View Post [edit]
Poster: | Branko Collin | Date: | Sep 27, 2007 6:30am |
Forum: | texts | Subject: | Re: API? |
re: ISBN: in February this year the vast majority of books in the Toronto and Americana collections were published before 1920. ISBN is from 1966. You do the math.
re: scraping. A quick look through the FAQ does not teach me how TIA would prefer you to minimize traffic. However, the fact that they discuss wget and that they offer RSS feeds of the most recent items would suggest that scraping is indeed the way to go. (If that means what I think it means.)
I am not 100% sure about this, but it would seem that all items get a unique identifier. The item can then be found at http://www.archive.org/details/identifier.
Reply [edit]
Poster: | jrochkind | Date: | Oct 17, 2007 5:47am |
Forum: | texts | Subject: | Re: API? |
Reply [edit]
Poster: | EmilPer | Date: | Oct 19, 2007 11:57pm |
Forum: | texts | Subject: | Re: API? |
There is a sort of API for searching: the search uses Lucene, so the rules for building the query string are in the open, and the results page is easy to parse.
Once you have identified the strings that identify uniquely an item, it's very easy to get the xml with the list of files and after that the full text or the page images: see http://www.archive.org/about/faqs.php#140 .
Reply [edit]
Poster: | AnnaN | Date: | May 13, 2009 10:30am |
Forum: | texts | Subject: | Re: API? |
http://www.archive.org/help/
Reply [edit]
Poster: | EmilPer | Date: | May 13, 2009 10:46am |
Forum: | texts | Subject: | Re: API? |
Was there any change in TOS, too ? To say what can and what cannot be done with the books in the archive ?
Reply [edit]
Poster: | marcus lucero | Date: | Oct 12, 2007 5:11pm |
Forum: | texts | Subject: | Re: API? |
http://www.archive.org/details/itemid
(e.g. http://www.archive.org/details/mindcure00larsrich which will always stay the same and never be replaced by other files)

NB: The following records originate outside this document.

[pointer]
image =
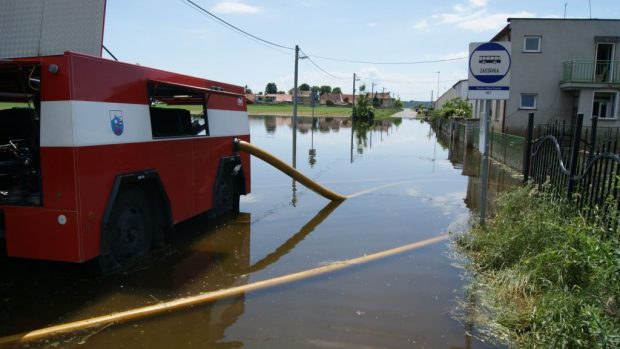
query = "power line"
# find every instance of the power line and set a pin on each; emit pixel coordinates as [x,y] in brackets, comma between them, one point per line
[202,9]
[197,7]
[321,69]
[387,63]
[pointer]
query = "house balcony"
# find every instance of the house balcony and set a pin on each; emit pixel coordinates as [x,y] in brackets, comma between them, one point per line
[591,74]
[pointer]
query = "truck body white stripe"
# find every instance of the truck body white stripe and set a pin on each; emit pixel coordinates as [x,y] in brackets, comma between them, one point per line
[84,123]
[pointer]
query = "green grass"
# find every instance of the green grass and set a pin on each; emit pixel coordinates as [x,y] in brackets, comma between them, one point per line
[543,276]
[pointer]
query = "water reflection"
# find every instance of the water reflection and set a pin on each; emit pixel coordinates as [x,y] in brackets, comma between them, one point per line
[196,262]
[361,133]
[468,160]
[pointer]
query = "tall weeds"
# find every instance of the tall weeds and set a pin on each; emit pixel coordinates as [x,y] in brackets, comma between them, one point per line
[543,276]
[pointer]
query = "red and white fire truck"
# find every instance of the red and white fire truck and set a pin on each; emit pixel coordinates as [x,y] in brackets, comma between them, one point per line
[100,158]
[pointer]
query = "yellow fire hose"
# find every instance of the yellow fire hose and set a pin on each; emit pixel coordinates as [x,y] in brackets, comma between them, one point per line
[289,170]
[183,303]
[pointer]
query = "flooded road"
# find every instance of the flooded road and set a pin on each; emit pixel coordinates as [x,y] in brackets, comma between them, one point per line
[411,187]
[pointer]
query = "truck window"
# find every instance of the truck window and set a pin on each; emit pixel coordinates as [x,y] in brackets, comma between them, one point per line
[19,134]
[177,111]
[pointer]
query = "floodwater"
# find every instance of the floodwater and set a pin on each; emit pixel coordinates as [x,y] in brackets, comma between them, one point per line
[412,187]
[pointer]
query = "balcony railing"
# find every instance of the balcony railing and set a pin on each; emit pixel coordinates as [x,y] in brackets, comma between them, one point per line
[592,72]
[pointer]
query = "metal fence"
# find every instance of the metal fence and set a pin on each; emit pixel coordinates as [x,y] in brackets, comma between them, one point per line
[576,164]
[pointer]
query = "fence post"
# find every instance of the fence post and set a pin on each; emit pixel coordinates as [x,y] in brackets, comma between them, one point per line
[574,154]
[527,151]
[593,138]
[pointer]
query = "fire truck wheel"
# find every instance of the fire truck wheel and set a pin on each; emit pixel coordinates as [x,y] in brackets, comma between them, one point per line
[130,228]
[228,196]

Others have 'scrapped" our database from outside but have never really shared their techniques.
Marcus
Reply [edit]
Poster: | EmilPer | Date: | Oct 20, 2007 12:51am |
Forum: | texts | Subject: | Re: API? |
This could be because it's not that difficult to scrap the public domain books archive, and in consequence there is not much code or technique to share.
It could also be because Archive.org does not say clearly what they allow and what they do not allow. For example, Project Gutenberg says clearly what can be done with their content, so there are many PG readers out there that read their text databases, process the book text, split it into pages, reformat etc. Archive.org does not, or not in a place that's easy to find, state what can be done and what cannot be done with the texts they host.
"Access to the Archive’s Collections is provided at no cost to you and is granted for scholarship and research purposes only." is very ambiguous. Would anyone spend a few hundred man-hours to write code to search, download marc/dc/meta files, get the fulltext files, index the text, cross reference it, identify correlations, generate new searches etc. and then share the code only to find out that "no, that's not allowed" ? Most likely s/he would leach as much as possible, share the code that does only the leaching, and then claim s/he is writing a better spelling checker and needs raw data.
Ambiguous "Terms of Use" and " questions or comments regarding these terms ... at info@archive.org" means "don't bother unless you can afford to pay a lawyer full time".